Congee topped with green onions and served with fried bread sticks.
This is my perfect breakfast – a steamy bowl of congee topped with green onions and served with fried bread sticks. (Photo Credit: Delicious congee and fried cruller by Flickr user ironypoisoning)

Have you heard of congee, jook or rice porridge? All three names refer to the same thing: in its simplest form, it’s just rice and water simmered together for hours. Congee is a very versatile dish. Consistencies vary from thick and creamy to thin and broth-like. It can be plain, or flavoured by cooking the rice in stock, and it can be cooked with ingredients or fillings like meat or fish. Not to mention, it goes well with various toppings and side dishes.

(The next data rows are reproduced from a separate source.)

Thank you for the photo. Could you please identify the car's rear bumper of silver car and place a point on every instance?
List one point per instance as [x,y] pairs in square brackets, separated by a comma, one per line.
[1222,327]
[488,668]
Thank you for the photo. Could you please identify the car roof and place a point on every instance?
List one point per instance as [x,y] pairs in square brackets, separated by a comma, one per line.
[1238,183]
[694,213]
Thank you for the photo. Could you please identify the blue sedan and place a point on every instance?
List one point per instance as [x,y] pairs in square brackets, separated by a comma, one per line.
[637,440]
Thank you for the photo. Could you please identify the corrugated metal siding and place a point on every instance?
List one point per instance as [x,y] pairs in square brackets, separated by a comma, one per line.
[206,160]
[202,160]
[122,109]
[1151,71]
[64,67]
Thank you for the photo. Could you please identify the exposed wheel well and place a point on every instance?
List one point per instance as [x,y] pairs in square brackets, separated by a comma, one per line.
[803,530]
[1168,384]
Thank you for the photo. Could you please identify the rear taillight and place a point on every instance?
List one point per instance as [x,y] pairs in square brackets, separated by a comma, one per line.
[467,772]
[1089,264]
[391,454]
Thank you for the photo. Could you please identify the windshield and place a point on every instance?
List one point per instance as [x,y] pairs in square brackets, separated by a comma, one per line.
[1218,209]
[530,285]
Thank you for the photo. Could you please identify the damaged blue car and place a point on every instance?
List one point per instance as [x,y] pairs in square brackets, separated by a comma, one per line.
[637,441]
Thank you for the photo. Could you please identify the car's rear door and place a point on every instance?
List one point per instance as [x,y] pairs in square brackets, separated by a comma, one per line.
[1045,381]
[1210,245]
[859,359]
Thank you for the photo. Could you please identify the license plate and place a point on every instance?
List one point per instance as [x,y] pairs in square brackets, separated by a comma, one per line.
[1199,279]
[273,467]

Congee is a staple in many Asian countries. Types and toppings vary from country to country and from region to region. It makes a wonderful breakfast, satisfying lunch, comforting dinner or late night snack. To me, it is my ultimate comfort food. It is what I crave when I feel under the weather or when I just miss home. This simple rice porridge is easily digested. Chinese medicine believes that congee gives our digestion a break which promotes healing in the body. And congee, in a thinner form or just the liquid strained from it, is usually the first food given to babies.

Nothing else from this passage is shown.